Alright... so I have two rena filstar xp3's on my 125 gallon tank and I was cleaning them out and putting mew media in them and when I was finally done with both of them I hooked them back to the hoses and turned them on.. that was at 2pm yesterday.. I got off of work at midnight and came home to a half flooded room. The water was soaked in teh carpet pretty bad. I was shittin cause I thought the tank was leaking and a eventual tank blowout... after some investation I found a small stream of water leaving the top part of the filter where the motor hooks up to the main part of the canister. it has slowly leaked ten hours. I turned that filter off and disconnected it and put it in my bathroom til I could look at it today.................................. WELL I tear it apart and find nothingwrong at all. The rubber gasket that seals the canister to the motor is still there and looks fine. so I put it back together and hook it back up to the tank. at first everything seems fine and then 1 hour later i look to make sure it wasn't leaking and sure enough it was leaking again... except this time both of my freakin filter are leaking in the same place.... BTW the filters are no more then 3 months old. I now have a tank with 4 pygos inside with no running filter.. the only thing keeping the water cirulating is a powerhead. I am wondering if anyone else has had this problem. tomorrow I am going to call the rena company and see what needs to be done and if by some miracle they will fix it or whatever... I am really pissed right now.. I spend alot of money buying those filters and now I dont have anything keeping my rank going. So what do you guys think????


----------



## Puff (Feb 14, 2005)

wow.

now im really f*cking glad that i returned the xp3 before using it on my tank...

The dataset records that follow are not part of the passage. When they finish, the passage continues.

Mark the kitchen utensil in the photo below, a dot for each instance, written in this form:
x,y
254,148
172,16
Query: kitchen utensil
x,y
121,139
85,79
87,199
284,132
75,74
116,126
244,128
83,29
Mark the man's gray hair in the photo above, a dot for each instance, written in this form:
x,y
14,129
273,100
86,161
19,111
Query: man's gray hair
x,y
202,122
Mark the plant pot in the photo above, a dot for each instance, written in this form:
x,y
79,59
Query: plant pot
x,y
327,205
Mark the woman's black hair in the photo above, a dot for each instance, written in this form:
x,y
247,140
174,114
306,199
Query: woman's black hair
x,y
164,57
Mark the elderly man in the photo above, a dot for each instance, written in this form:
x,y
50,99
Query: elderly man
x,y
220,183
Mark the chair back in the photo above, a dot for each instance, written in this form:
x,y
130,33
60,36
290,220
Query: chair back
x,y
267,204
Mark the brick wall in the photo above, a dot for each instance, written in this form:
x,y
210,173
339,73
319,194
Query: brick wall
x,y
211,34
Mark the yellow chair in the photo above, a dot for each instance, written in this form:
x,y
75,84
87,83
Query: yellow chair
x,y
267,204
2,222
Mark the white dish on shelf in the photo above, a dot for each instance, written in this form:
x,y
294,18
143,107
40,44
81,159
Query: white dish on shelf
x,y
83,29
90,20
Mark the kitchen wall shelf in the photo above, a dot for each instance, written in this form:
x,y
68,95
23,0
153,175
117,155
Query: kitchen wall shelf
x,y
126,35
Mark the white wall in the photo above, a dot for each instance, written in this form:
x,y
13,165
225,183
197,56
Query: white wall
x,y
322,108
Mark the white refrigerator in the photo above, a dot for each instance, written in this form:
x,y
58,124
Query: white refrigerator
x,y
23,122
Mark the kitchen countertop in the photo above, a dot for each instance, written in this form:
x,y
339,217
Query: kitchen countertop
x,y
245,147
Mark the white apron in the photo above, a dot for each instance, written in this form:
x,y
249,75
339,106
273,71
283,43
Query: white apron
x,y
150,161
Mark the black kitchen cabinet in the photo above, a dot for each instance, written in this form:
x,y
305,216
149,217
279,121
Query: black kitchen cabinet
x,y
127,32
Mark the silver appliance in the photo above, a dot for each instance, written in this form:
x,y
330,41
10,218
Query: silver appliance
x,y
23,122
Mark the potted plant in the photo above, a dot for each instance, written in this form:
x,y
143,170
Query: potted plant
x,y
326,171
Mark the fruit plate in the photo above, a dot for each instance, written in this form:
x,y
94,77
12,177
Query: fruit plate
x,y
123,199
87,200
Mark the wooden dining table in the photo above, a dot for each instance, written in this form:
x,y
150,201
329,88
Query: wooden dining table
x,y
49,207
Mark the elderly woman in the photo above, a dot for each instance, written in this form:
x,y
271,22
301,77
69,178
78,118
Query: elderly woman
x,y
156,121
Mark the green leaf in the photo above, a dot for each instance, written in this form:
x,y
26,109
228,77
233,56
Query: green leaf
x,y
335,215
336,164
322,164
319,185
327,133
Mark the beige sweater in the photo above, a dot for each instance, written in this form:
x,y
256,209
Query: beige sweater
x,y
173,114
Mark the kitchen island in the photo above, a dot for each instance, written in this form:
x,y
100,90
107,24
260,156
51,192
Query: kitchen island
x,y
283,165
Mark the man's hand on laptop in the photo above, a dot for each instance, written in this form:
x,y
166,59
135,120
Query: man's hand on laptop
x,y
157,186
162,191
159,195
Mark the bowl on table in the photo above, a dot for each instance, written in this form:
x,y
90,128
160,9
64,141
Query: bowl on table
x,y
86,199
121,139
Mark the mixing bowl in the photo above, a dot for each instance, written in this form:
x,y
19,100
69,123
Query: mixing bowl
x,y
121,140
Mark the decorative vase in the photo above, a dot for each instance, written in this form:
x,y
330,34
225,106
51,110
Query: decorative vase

i wasnt happy with the quality of those top parts...

eheim ftw!!

that f*ckin sucks about your filters though. a similar thing happened to me a couple of years ago. i came home to the sound of a waterfall. went downstairs, and the tank had about 5 inches of water in the bottom. the rest was on the floor. the HOB filter had for some reason completely overflowed and dumped water for a while...until it went below the intake the the filter shut off.lol


----------



## ILLdose13 (Nov 25, 2004)

hitler said:


> Alright... so I have two rena filstar xp3's on my 125 gallon tank and I was cleaning them out and putting mew media in them and when I was finally done with both of them I hooked them back to the hoses and turned them on.. that was at 2pm yesterday.. I got off of work at midnight and came home to a half flooded room. The water was soaked in teh carpet pretty bad. I was shittin cause I thought the tank was leaking and a eventual tank blowout... after some investation I found a small stream of water leaving the top part of the filter where the motor hooks up to the main part of the canister. it has slowly leaked ten hours. I turned that filter off and disconnected it and put it in my bathroom til I could look at it today.................................. WELL I tear it apart and find nothingwrong at all. The rubber gasket that seals the canister to the motor is still there and looks fine. so I put it back together and hook it back up to the tank. at first everything seems fine and then 1 hour later i look to make sure it wasn't leaking and sure enough it was leaking again... except this time both of my freakin filter are leaking in the same place.... BTW the filters are no more then 3 months old. I now have a tank with 4 pygos inside with no running filter.. the only thing keeping the water cirulating is a powerhead. I am wondering if anyone else has had this problem. tomorrow I am going to call the rena company and see what needs to be done and if by some miracle they will fix it or whatever... I am really pissed right now.. I spend alot of money buying those filters and now I dont have anything keeping my rank going. So what do you guys think????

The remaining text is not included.